Lundi 8 février 2010 1 08 /02 /2010 10:21
Nous évoquions hier les récentes discussions doctrinales entre le Saint-Siège et la Fraternité sacerdotale Saint-Pie X. À l'occasion de la première rencontre, j'avais présenté plusieurs des différents protagonistes, tant romains qu'“éconiens” (voir ICI, , , , , et . Pourtant ces portraits n'étaient pas complets. C'est pourquoi je présente aujourd'hui l'abbé Benoît de Jorna, membre de la Fraternité Saint-Pie X et de sa délégation pour les discussions doctrinales. Un grand merci à J.R.C. Comme il peut le constater, je ne l'ai pas oublié.

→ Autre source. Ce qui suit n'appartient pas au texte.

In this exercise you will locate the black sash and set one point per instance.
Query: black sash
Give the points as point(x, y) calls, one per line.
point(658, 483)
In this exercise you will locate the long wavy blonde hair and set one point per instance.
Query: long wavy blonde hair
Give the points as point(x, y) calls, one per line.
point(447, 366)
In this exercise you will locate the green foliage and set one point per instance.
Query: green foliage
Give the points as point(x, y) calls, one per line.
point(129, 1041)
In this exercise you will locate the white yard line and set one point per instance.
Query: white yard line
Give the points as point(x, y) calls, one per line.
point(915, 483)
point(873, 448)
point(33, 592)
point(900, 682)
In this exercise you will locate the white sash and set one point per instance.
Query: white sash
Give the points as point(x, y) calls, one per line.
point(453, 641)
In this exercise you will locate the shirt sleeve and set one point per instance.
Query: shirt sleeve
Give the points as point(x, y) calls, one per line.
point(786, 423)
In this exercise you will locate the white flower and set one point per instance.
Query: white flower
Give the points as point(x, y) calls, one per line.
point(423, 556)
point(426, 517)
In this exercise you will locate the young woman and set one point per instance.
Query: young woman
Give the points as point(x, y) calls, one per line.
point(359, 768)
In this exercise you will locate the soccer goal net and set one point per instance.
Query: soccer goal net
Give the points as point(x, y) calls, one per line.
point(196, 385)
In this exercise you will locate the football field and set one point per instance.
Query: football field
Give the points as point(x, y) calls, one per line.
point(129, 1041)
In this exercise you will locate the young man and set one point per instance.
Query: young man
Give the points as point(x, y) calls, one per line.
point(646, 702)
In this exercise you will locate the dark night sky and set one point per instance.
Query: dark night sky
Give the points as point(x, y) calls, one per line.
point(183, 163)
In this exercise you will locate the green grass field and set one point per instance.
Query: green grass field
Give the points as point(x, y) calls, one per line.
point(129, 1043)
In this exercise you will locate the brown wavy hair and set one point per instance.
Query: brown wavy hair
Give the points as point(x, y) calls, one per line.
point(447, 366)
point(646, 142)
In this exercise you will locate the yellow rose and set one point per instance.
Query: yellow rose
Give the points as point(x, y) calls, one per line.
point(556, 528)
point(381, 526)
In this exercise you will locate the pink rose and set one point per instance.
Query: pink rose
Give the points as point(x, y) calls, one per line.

Image-1-copie-17.png Aîné de quatre fils, l’abbé Benoît de Jorna est né le 1er septembre 1951. Après avoir songé un temps à entrer à la Chartreuse, il est reçu au séminaire d’Ecône en octobre 1978 où il est ordonné prêtre le 29 juin 1984 par Mgr Lefebvre, lequel en son temps avait pensé devenir trappiste...

Il devient alors directeur de l’école Saint-Bernard que la Fraternité Saint-Pie X a installée à Paris et, trois ans plus tard, il rejoint le séminaire de Flavigny où il devient professeur. Il partagera alors son temps entre des enseignements en ce séminaire et à l’Institut Saint-Pie X à Paris ainsi qu’un apostolat assuré à Saint-Nicolas du Chardonnet.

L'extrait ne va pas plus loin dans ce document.